Frieden und Diplomatie
Und das ist auch, so glaube ich, gut so, denn der Krieg in der Ukraine hat ebenfalls dazu geführt, dass die Menschen in Österreich und Europa stärker für die Bedeutung von Frieden und Diplomatie sensibilisiert werden. Es stärkt das Bewusstsein, dass nur die Zusammenarbeit in Europa und eine starke, gemeinsame Außenpolitik dazu beitragen können, diesen Konflikt zu lösen. Und nicht zuletzt werden die Menschen dadurch ermutigt, sich wieder stärker für Menschenrechte, Demokratie und Freiheit einzusetzen – jene Werte, die in der Ukraine aktuell mit Füßen getreten werden.
Außenpolitik und Neutralität
Doch wie steht es um die gemeinsame Außenpolitik? Das ist insbesondere in Österreich ein heikles, ja ich möchte fast sagen, Tabu-Thema, das ich schon vor Kurzem einmal angesprochen habe, nämlich die Neutralität. Ich glaube, dass vielen gar nicht klar ist, was Neutralität eigentlich bedeutet. Herr und Frau Österreicher:in fühlen sich durch sie umfassend geschützt, doch ist das nicht trügerisch? Wiegen sie sich nicht in falscher Sicherheit, aus Angst, die Realität zu erkennen und den Tatsachen ins Auge zu blicken? Wir müssen nur weiter zurück in die Geschichte blicken, während des Zweiten Weltkriegs hat die Neutralität viele Staaten nicht einmal ansatzweise vor Überfällen und Annexion geschützt. Und weshalb drücken sich die politisch Verantwortlichen gerade bei diesem Thema immer wieder um klare Positionen und um offene Diskussionen? Gerade in der politischen Debatte und in Hinblick auf die Gestaltung der Zukunft wäre es umso wichtiger, eine offene und ehrliche Diskussion zu führen, anstatt ihr aus Angst vor Reputationsverlust ständig auszuweichen.

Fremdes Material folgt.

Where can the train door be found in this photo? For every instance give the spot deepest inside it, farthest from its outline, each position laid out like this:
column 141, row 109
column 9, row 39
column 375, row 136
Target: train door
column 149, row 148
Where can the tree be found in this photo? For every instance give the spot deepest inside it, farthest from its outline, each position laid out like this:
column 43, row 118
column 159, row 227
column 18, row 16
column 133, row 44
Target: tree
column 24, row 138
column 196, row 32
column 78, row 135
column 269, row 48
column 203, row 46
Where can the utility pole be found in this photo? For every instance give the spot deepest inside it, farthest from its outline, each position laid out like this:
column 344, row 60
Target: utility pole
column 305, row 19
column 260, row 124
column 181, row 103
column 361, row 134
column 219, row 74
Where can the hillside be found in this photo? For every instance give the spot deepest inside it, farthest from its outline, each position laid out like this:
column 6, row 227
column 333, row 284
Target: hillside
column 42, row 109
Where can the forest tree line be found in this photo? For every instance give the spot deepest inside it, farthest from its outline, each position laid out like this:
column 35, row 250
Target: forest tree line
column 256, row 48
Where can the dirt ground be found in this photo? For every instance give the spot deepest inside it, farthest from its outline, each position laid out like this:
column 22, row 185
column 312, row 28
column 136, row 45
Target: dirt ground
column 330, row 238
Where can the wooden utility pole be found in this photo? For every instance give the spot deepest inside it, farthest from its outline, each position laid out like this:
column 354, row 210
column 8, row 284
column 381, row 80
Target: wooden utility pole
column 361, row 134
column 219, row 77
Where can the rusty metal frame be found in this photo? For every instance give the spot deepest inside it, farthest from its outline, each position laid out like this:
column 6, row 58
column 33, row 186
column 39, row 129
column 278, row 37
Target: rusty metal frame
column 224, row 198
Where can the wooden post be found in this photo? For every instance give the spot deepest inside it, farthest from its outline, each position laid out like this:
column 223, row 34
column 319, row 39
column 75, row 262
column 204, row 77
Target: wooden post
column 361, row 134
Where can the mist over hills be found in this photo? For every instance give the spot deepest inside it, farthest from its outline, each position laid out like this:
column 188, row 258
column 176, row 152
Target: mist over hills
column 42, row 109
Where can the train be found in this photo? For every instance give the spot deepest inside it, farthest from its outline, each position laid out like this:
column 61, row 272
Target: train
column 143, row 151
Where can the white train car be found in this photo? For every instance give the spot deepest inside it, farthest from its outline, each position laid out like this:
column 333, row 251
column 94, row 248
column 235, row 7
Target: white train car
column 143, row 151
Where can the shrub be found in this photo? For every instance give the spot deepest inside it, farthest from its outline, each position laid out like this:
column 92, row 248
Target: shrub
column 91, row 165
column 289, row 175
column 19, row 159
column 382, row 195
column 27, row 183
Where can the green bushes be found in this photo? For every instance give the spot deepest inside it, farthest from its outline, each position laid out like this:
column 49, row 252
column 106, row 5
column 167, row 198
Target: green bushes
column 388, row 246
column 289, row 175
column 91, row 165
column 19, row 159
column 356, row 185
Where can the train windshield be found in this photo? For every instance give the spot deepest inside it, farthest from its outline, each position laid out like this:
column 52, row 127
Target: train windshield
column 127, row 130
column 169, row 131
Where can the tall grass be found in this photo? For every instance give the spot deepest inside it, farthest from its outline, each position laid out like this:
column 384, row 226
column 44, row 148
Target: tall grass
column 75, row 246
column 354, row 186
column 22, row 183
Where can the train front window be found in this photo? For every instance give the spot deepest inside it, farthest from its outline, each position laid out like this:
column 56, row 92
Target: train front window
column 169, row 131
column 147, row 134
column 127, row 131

Blicken wir auf das Heute und etwa nach Estland, das als Land natürlich aus der Geschichte heraus einen anderen Zugang zu Russland und zum vorherrschenden Konflikt hat, doch hier sieht sich die Regierung in ihrem Handeln bestätigt – ein Handeln, dessen Entschlossenheit wir hierzulande schmerzlich vermissen. Auch Finnland und Schweden haben unmittelbar ihre positive Haltung in Richtung NATO-Beitritt bekundet und damit ein klares Signal gesetzt.
"Vor Angst gestorben ist auch tot"
In Österreich sieht die Sache indes noch ein wenig anders aus, was vermutlich auch ein wenig mit der zuvor beschriebenen Angst zu tun hat, den Tatsachen ins Auge zu blicken. Ein Sprichwort lautet: "Vor Angst gestorben ist auch tot", und ich denke, das sollte man sich unbedingt zu Herzen nehmen. Natürlich braucht es Mut, das Schicksal in die eigenen Hände zu nehmen, doch als Kapitän:in hat man mehr Möglichkeiten zu steuern, denn als Passagier.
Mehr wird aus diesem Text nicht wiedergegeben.